Título: Inquérito apura rede de nepotismo no ES
Autor: Dalvi, Bruno
Fonte: O Globo, 15/12/2008, O País, p. 4

Presidente do Tribunal de Justiça, preso por fraude, e mais 16 desembargadores empregam parentes no Judiciário.

VITÓRIA. As investigações sobre a suposta venda de sentenças no Tribunal de Justiça do Espírito Santo (TJ/ES) trouxeram à tona evidências de nepotismo no Judiciário capixaba, segundo o Superior Tribunal de Justiça (STJ), o Ministério Público Federal e a Polícia Federal no inquérito, ao qual O GLOBO teve acesso. As investigações do esquema de corrupção apontam que o TJ/ES foi usado para negócios em família e entre amigos. Além do presidente do TJ, desembargador Frederico Guilherme Pimentel, pelo menos 16 desembargadores empregaram parentes no Judiciário capixaba.

Durante a Operação Naufrágio, que prendeu na semana passada o presidente do TJ, Frederico Pimentel, e outras seis pessoas ligadas à cúpula do Judiciário estadual, o STJ concluiu que "no curso da investigação surgiram evidências de nepotismo no Tribunal de Justiça, expediente que teria servido como elemento facilitador das ações delituosas dos investigados que, assim, poderiam contar com a colaboração de parentes e afins empregados em cargos estratégicos".

Nas investigações, o Ministério Público desenhou um organograma que mostra que as relações de parentesco na Justiça do Espírito Santo são grandes. O então presidente do TJ, desembargador Frederico Pimentel, seria um dos magistrados com o maior número de parentes empregados. Seriam pelo menos 17 pessoas em vários cargos da Justiça capixaba. Sobrinhos, genros, noras, quatro filhos e até a mulher, que é coordenadora da Associação Justiça Social.

"Ganância sem limites" dos parentes de Pimentel

Um dos filhos do desembargador é o juiz da Vara da Fazenda Pública de Cariacica, Frederico Luiz Schaider Pimentel, também preso semana passada. A mulher dele, segundo o organograma, também é juíza criminal de Vitória. Segundo as investigações, a mulher ainda teria primos e a irmã empregados no Judiciário. A irmã dela é Bárbara Sarcinelli, também presa pela PF e até então responsável pelo setor de distribuição de processos no TJ.

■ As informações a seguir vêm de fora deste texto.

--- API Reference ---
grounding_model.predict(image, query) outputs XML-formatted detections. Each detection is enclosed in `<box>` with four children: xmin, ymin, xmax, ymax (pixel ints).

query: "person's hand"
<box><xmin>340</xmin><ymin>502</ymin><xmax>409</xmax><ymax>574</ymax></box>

Além de Bárbara, do desembargador Frederico e do filho dele, foram detidos o desembargador Elpídio José Duque e o filho dele, o advogado Paulo José Duque; o desembargador Josenider Varejão Tavares e o advogado Pedro Celso Pereira.

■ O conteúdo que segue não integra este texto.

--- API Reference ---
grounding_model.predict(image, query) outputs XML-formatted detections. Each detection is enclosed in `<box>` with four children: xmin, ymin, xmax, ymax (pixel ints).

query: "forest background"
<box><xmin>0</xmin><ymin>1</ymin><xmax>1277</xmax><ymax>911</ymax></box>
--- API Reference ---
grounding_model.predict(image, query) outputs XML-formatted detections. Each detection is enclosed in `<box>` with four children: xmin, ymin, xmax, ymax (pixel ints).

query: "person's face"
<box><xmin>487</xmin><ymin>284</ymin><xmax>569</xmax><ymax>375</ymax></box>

No inquérito, o Ministério Público afirma: "A ganância dos familiares e agregados do presidente do tribunal para se locupletarem da coisa pública não conhece limites. Não seria exagero afirmar que, sem a presença do desembargador Frederico à frente do TJ, esta organização criminosa estaria praticamente condenada à ineficácia. Talvez a prática capitaneada pelo atual presidente do TJ/ES seja apenas a continuidade de um sistema em que desembargadores instrumentalizam filhos advogados e juízes para intermediarem suas decisões, porque em nenhum outro estado desembargadores se empenham tanto na aprovação de seus filhos em concursos da magistratura". Escutas revelam que houve manipulação de concursos

Escutas telefônicas feitas com autorização do STJ apontam diversas tentativas de manipulação de concursos públicos para juiz de Direito no estado. Numa dessas gravações, o desembargador Josenir Varejão teria dito, segundo a polícia: "Cada um quer... quer botar um troço diferente para beneficiar o parente dele". Para os investigadores, o desembargador fazia referência a mudanças nas regras de um concurso que ainda não foi realizado.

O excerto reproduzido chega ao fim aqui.